Here are fans who actually had their team taken away in 1996 and probably thought a Stanley Cup was to be nothing more than imagined for their city. Even though the Jets came back in a different form — when the Atlanta Thrashers relocated to Winnipeg in 2011 — those scars from the team moving to Phoenix are still pretty fresh. Things are looking up, though.
The Winnipeg Jets 2.0 are now leading the Central Division and look like a team ready to make some noise. I don’t know if they have enough yet to truly challenge some of the other more experienced teams they’d face in the Western Conference in the postseason, but they’d be a tough out at least.

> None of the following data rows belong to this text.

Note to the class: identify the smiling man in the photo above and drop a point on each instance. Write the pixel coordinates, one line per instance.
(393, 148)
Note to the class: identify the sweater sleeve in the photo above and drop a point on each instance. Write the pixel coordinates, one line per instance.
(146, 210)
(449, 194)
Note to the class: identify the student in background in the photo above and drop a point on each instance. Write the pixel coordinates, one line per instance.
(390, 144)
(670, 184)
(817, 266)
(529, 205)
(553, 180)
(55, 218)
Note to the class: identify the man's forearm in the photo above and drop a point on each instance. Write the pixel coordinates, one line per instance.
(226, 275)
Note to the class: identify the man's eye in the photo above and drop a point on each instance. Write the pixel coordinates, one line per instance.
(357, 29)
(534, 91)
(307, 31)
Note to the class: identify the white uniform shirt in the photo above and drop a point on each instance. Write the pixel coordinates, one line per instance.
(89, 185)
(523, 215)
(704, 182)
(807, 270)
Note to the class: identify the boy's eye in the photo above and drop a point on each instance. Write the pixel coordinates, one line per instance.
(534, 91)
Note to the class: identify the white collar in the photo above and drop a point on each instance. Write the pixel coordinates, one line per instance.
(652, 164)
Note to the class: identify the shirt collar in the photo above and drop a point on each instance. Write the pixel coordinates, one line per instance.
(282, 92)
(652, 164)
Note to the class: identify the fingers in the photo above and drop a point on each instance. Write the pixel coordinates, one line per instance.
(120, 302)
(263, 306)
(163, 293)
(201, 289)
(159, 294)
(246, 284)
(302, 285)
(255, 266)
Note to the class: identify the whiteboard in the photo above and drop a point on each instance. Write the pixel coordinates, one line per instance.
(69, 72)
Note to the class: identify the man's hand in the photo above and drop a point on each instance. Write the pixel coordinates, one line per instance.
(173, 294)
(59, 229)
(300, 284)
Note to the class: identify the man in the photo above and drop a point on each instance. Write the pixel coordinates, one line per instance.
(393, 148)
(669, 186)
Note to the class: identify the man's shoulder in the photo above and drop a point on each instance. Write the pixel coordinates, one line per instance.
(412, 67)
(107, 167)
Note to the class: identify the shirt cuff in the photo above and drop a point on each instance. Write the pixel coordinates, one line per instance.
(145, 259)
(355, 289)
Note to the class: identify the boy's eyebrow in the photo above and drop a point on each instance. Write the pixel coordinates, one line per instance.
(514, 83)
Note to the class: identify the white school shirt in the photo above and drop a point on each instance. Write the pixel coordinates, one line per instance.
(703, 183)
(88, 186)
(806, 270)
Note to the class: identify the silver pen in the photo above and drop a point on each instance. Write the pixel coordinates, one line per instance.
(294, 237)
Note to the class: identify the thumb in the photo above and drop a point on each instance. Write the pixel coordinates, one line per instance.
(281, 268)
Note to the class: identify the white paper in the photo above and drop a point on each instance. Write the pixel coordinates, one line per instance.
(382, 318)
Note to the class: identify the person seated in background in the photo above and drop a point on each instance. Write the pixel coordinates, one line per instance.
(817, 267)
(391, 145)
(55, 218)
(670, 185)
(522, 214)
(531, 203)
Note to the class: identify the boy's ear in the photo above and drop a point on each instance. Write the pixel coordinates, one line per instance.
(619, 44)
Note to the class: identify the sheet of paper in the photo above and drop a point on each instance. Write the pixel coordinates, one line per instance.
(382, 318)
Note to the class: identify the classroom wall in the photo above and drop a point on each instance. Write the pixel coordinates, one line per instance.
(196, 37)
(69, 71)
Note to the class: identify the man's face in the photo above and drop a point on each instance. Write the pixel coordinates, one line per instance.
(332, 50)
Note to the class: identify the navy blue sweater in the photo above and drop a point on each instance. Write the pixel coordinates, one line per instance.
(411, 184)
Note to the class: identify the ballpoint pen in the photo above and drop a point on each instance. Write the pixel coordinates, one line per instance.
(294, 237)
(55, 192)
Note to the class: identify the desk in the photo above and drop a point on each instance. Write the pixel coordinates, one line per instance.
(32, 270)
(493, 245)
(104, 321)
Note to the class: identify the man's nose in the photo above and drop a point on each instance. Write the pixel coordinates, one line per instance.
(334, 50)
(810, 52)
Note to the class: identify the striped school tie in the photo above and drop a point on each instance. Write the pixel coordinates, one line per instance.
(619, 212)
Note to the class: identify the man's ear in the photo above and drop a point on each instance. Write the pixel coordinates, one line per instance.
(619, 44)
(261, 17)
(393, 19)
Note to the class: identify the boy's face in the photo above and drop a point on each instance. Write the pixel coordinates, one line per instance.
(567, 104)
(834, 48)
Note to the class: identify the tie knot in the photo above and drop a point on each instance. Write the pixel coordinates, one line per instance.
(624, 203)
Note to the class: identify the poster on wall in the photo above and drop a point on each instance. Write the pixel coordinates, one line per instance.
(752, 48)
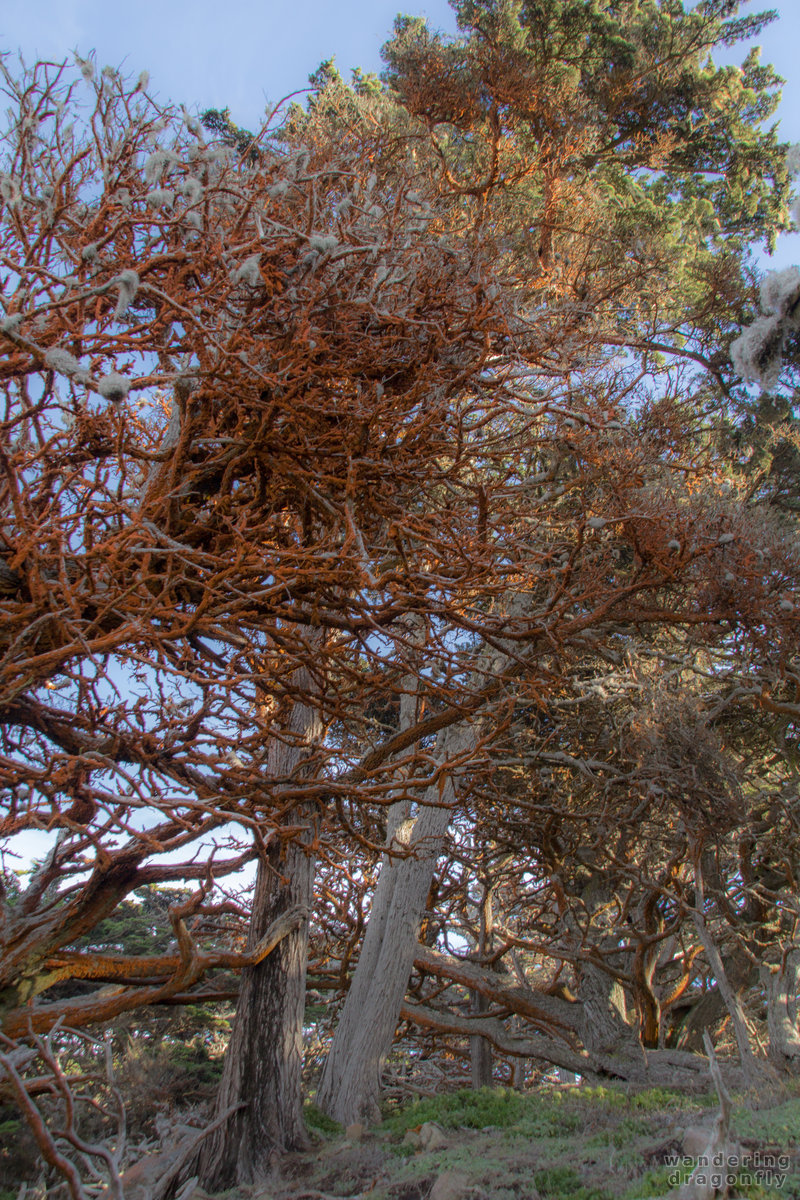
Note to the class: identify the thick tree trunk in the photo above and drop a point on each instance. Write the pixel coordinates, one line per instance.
(263, 1071)
(612, 1043)
(349, 1089)
(480, 1049)
(781, 987)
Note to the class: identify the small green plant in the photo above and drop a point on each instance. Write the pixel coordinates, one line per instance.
(497, 1107)
(319, 1121)
(654, 1182)
(565, 1183)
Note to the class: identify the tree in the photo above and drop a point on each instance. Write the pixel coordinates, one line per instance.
(400, 431)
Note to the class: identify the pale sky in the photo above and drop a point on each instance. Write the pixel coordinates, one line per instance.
(242, 53)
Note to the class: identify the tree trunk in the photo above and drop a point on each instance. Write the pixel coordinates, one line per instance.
(611, 1041)
(781, 987)
(263, 1071)
(349, 1089)
(480, 1049)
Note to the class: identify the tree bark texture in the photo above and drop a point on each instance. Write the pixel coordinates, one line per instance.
(781, 988)
(263, 1069)
(349, 1089)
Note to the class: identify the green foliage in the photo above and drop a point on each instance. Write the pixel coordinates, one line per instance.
(497, 1107)
(654, 1182)
(565, 1181)
(242, 141)
(319, 1121)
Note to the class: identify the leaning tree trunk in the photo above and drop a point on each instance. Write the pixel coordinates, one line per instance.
(263, 1069)
(480, 1049)
(781, 985)
(349, 1089)
(611, 1041)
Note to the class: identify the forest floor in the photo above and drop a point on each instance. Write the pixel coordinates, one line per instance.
(557, 1144)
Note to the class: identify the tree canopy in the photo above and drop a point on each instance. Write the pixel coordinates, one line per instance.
(388, 505)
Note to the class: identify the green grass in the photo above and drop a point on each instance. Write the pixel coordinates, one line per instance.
(319, 1121)
(497, 1107)
(565, 1183)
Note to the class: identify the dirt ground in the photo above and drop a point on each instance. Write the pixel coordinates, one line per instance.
(559, 1144)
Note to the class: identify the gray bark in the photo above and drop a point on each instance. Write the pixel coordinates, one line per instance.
(612, 1043)
(781, 985)
(349, 1089)
(262, 1079)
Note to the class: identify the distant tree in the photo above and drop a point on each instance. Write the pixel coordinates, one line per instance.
(322, 466)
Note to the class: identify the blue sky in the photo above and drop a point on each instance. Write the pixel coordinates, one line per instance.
(240, 53)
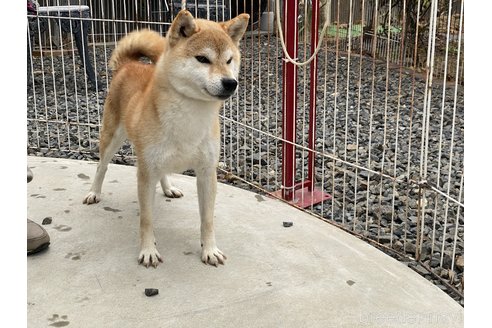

But let’s talk about long-suffering. Winnipeg is actually home to a three-time Stanley Cup champion. That would be the Winnipeg Victorias, which became the first team outside of Quebec to win the famous trophy in 1896. They won again in 1901 and successfully defended the title into 1902 (Source: hhof.com). The Stanley Cup hasn’t been back since. The Jets did win three titles between 1976 and 1979 in the World Hockey Association, the NHL’s short-lived competitor, but that’s not the same, of course.
Since the Jets returned to Winnipeg, they have made the playoffs just once and got swept right out of them by the Anaheim Ducks. Now, however, the pieces are in place to do some damage. For teams like the Jets, the championship window may be smaller because it’s harder to attract free agents to Winnipeg, which is often on no-trade lists. That’s why you have to give credit to Jets GM Kevin Cheveldayoff for what he’s built since the move. He hasn’t been perfect, but the team’s draft record is very strong, and they’ve built a legit contender because of that. The window is at least cracked open right now and will probably open a little wider in the next few years.
It’s been a crazy roller coaster for this market historically, but it at least seems to be trending in a very positive direction.